L’orizzonte d’attesa è Milano tra via Ripamonti, con le case di ringhiera, e gli uffici del centro dove viene compiendosi a passo deragliante il processo di modernizzazione che presto avrà  nome di neocapitalismo. La Milano brumosa di De Marchi e Bertolazzi è di colpo cancellata, pari a quella che Boccioni e Marinetti vedevano pervasa da un furore elettrico: «Colpisci, vita ferro città  pedagogia», dice qui un verso che vale un rettifilo di destini travolti, la massa di esistenze rese subalterne al ciclo di produzione e consumo, già  fungibili alle logiche del plusvalore. Pagliarani non guarda ai suburbi e alle Coree (sacche di sfiuto e perpetua riserva di cui diranno i palinsesti sociologici di Raniero Panzieri e Danilo Montaldi o, per altra via,i romanzi di Volponi e Balestrini) ma va diritto a quella primitiva condizione, che oggi è viceversa classe generale, in cui il proletariato si disfa eppure non diviene borghesia se non nei contrassegni (un vestito, un rossetto, il biglietto per il cinema o il calcio) del proprio sostanziale asservimento. 
Portavoce è una ragazza di diciassette anni, apprendista dattilografa, Carla Dondi fu Ambrogio, una giovane donna che in realtà  nemmeno può permettersi di dire «io». Pagliarani ne insegue la Bildung e scandisce le tappe di una delusione che duplica, per contraccolpo psicologico, il processo di collettiva alienazione. Il cielo d’acciaio di Milano, scrive il poeta, non finge l’Eden mentre il vissuto di Carla adolescente noi lo vediamo frantumarsi e via via depauperarsi in schegge di similvita e in soprassalti della carne, oppure in velleità  bovaristiche la cui massima posta è l’anonimato piccolo-borghese e dunque la condizione muta, inerte, di chi tutto ha ormai accettato e nulla ha più da chiedere se non di vedere protetta la condizione di normalità  da parte dei medesimi agenti sociali che l’hanno umiliata. Infine, la verità  di Carla è nel collage della sua vita andata in pezzi, i cui segmenti Pagliarani dispone sulla pagina per antitesi ed effetti stranianti (come ci hanno insegnato, peraltro, i suoi critici maggiori, da Walter Pedullà  a Fausto Curi, da Guido Guglielmi a Walter Siti, autore di un libro dal titolo premonitorio, Il realismo dell’avanguardia, Einaudi 1973). 
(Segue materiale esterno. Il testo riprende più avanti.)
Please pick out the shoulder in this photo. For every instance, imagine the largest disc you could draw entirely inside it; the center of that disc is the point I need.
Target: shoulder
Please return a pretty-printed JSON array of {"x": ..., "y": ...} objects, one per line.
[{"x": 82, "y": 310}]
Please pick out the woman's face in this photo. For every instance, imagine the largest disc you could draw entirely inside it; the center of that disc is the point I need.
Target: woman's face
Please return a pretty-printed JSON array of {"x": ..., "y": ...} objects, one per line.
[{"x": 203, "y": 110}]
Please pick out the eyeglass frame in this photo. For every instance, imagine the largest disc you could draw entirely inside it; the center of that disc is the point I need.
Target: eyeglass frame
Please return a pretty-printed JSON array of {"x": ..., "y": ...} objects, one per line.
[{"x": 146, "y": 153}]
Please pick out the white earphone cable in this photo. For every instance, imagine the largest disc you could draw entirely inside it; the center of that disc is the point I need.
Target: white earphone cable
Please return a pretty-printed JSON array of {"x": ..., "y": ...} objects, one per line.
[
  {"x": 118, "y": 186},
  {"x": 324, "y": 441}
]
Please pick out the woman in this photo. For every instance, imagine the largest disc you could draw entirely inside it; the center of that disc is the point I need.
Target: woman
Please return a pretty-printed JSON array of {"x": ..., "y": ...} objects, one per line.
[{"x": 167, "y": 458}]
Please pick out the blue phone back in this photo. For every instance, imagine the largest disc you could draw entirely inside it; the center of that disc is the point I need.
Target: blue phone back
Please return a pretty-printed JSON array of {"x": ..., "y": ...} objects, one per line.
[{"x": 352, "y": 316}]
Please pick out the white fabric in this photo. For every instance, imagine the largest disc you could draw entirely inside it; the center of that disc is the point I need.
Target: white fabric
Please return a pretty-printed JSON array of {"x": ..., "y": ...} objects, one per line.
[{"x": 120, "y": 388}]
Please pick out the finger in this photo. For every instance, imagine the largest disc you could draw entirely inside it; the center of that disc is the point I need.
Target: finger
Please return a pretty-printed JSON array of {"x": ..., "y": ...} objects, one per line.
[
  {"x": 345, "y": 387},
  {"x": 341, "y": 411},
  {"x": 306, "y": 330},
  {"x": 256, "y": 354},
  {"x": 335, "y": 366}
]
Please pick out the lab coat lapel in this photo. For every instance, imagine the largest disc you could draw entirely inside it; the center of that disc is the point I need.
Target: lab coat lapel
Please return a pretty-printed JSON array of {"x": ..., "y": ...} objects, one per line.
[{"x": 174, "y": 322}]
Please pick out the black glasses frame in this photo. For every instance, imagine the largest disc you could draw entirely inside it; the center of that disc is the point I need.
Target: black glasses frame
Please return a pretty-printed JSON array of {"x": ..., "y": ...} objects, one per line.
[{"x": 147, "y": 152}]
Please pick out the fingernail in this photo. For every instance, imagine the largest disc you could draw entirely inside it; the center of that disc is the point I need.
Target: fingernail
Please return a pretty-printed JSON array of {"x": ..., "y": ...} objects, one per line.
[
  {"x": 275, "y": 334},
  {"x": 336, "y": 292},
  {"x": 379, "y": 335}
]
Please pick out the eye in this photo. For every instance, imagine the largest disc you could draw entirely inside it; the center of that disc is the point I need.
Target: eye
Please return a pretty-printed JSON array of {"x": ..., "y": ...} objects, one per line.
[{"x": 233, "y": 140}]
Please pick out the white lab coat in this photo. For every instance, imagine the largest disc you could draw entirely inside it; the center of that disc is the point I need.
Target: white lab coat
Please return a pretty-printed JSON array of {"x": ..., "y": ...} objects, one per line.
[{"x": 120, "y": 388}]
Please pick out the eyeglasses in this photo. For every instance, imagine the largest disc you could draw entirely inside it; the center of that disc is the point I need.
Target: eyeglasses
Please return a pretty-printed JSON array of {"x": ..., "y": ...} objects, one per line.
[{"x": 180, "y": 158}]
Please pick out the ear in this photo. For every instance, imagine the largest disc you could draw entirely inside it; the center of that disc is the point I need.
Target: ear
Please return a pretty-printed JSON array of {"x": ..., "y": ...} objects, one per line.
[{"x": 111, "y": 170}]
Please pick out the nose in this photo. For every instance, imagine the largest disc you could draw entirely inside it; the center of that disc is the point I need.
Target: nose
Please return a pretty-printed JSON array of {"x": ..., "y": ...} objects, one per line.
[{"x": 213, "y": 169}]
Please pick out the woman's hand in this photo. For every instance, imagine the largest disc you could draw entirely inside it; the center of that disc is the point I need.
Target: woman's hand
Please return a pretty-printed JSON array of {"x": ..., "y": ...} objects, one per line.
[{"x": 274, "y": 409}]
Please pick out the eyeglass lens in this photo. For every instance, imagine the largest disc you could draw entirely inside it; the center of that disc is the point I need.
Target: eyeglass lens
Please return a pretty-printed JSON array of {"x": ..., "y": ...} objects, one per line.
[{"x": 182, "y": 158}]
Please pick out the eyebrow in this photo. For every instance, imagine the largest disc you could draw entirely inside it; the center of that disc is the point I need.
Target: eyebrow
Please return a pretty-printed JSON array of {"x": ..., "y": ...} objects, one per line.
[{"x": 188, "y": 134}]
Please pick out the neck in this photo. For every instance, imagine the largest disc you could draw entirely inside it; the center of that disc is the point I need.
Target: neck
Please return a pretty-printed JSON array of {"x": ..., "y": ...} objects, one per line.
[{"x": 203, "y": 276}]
L’ultima a parlare infatti non è Carla ma la voce del poeta fuoricampo: Quanto di morte noi circonda e quanto/ tocca mutarne in vita per esistere… Mai versi classici come questi endecasillabi seppero dire con tanta nitidezza l’arcano dell’economia politica che converte il valore d’uso in valore di scambio: come fossero incisi a futura memoria, essi sono dedicati a una ragazza che fu viva solo per essere immolata alla forza che oggi più di ieri decide delle nostre esistenze.